In one embodiment, the step of detecting the characteristics of the voice signal source comprises: after detecting the face orientation of the user, when the eye features of the user can be detected, the time when the user's eyes are focused on the controlled device/control apparatus is detected. The preset feature in step S105 may further include that a time for which the user' S eyeball is focused on the controlled device/control apparatus is greater than a threshold value. Therefore, when the voice signal does not include the wake-up word and the feature of the voice signal source conforms to the preset feature, step S104 is executed, for example, when it is detected that the face of the user faces the controlled device/control apparatus and it is detected that the time when the eyeball of the user focuses on the controlled device/control apparatus is greater than the threshold, the voice command is identified for the voice signal to obtain the voice command, so that when the voice signal does not include the wake-up word, it can be determined whether the voice signal sent by the user is identified for obtaining the voice command by identifying the face orientation and the focusing state of the eyeball of the user, thereby effectively avoiding the occurrence of the situation that the user mistakenly triggers the controlled device/control apparatus when speaking in natural language (e.g. chatting), and greatly improving the accuracy of the man-machine interaction method.
In other embodiments, when the face of the user faces the front of the control apparatus, the control apparatus can determine whether a control object is included in the voice instruction (where the voice instruction is acquired according to the voice signal), where the control object may include at least one controlled device (i.e., the control apparatus may control the at least one controlled device). Further, when the voice command does not include the control object, the control device may automatically control the corresponding controlled device according to the control big data. Furthermore, when the voice signal comprises the control object, the control device can automatically and correspondingly control the control object according to the historical control information of the control object, so that the human-family interaction method provided by the invention is more intelligent.

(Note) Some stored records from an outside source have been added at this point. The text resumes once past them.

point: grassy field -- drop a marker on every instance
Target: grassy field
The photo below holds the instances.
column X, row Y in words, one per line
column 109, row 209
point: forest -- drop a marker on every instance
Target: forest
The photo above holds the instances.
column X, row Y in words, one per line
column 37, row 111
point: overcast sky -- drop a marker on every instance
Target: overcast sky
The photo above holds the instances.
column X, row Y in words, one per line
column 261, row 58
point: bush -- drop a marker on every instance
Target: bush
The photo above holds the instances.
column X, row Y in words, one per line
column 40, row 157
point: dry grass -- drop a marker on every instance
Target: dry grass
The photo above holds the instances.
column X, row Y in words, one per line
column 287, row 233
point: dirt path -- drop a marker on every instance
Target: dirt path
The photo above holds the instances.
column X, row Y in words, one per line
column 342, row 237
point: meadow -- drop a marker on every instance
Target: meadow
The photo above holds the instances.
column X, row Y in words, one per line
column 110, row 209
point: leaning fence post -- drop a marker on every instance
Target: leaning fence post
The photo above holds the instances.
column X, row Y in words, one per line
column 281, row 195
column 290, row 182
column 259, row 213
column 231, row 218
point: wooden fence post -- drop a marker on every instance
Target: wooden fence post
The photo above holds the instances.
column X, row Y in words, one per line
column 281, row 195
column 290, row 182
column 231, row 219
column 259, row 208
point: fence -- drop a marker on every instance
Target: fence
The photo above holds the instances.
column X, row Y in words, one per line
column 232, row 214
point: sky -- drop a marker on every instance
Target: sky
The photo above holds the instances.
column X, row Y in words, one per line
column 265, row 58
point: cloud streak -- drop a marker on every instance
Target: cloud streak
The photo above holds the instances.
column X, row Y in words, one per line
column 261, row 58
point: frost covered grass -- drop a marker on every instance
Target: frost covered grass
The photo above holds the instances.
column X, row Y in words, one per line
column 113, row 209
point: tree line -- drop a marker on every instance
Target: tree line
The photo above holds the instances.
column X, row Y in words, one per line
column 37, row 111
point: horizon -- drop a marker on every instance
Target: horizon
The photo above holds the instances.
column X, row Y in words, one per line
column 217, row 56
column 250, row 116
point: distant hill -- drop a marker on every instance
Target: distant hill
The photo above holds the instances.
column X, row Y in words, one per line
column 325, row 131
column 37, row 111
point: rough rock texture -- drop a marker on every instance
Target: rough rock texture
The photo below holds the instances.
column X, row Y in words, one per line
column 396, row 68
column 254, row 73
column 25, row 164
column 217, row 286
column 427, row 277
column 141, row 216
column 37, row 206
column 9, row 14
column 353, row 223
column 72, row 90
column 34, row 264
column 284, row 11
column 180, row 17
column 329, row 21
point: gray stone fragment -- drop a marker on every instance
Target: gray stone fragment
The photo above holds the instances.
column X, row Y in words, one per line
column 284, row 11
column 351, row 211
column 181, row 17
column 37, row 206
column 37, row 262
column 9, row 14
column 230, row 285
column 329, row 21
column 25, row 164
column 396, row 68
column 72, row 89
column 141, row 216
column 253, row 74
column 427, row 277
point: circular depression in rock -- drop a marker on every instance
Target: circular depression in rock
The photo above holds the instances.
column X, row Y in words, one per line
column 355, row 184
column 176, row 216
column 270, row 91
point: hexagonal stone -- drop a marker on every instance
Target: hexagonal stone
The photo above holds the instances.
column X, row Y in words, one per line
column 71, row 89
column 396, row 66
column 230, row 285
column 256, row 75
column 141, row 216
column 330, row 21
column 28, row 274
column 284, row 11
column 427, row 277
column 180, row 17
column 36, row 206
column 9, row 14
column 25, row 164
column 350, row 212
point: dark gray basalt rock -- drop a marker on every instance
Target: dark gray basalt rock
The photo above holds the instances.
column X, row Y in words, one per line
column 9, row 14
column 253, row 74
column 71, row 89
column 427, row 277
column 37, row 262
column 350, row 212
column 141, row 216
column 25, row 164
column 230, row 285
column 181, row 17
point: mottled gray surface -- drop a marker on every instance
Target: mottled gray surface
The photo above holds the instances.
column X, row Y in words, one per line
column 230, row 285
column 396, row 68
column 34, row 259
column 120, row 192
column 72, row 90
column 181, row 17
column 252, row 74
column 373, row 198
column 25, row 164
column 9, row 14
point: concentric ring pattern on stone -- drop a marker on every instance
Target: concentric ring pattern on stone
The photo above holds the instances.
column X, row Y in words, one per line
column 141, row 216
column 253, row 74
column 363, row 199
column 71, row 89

In one embodiment, the step of detecting the characteristics of the voice signal source comprises: the relative orientation of the user emitting the voice signal and the controlled device is detected. Therefore, when the voice signal does not include the awakening word, and the relative orientation of the user and the controlled device accords with the preset characteristics, the step of acquiring the voice instruction is carried out. Wherein the relative orientation of the user and the controlled device conforms to a predetermined characteristic, for example, the user is located on the front of the controlled device (e.g., the user is located on the front of a television), the distance between the user and the controlled device is less than a threshold (e.g., the distance between the user and a fan is less than 5 meters), and the like.
The man-machine interaction method provided by the embodiment of the invention detects the characteristics of the voice signal source after receiving the voice message. And judging whether the voice signal comprises a wake-up word. And if the voice signal comprises the awakening word, performing voice instruction recognition on the voice signal to acquire the voice instruction. If the voice signal does not include the awakening word, when the characteristics of the voice signal source accord with the preset characteristics, the step of performing voice instruction recognition on the voice signal source is carried out to obtain the voice instruction, wherein the preset characteristics comprise that the face of the user faces the front face of the controlled device/control device or the user is positioned on the front face of the controlled device.
Example two:
fig. 2 is a flowchart illustrating a human-computer interaction method according to a second embodiment of the present invention. For a clear description of the man-machine interaction method provided by the second embodiment of the present invention, please refer to fig. 2.
The man-machine interaction method provided by the embodiment two of the invention is applied to a control device and comprises the following steps:
s201, receiving a voice signal.
And S202, detecting the characteristics of the voice signal source.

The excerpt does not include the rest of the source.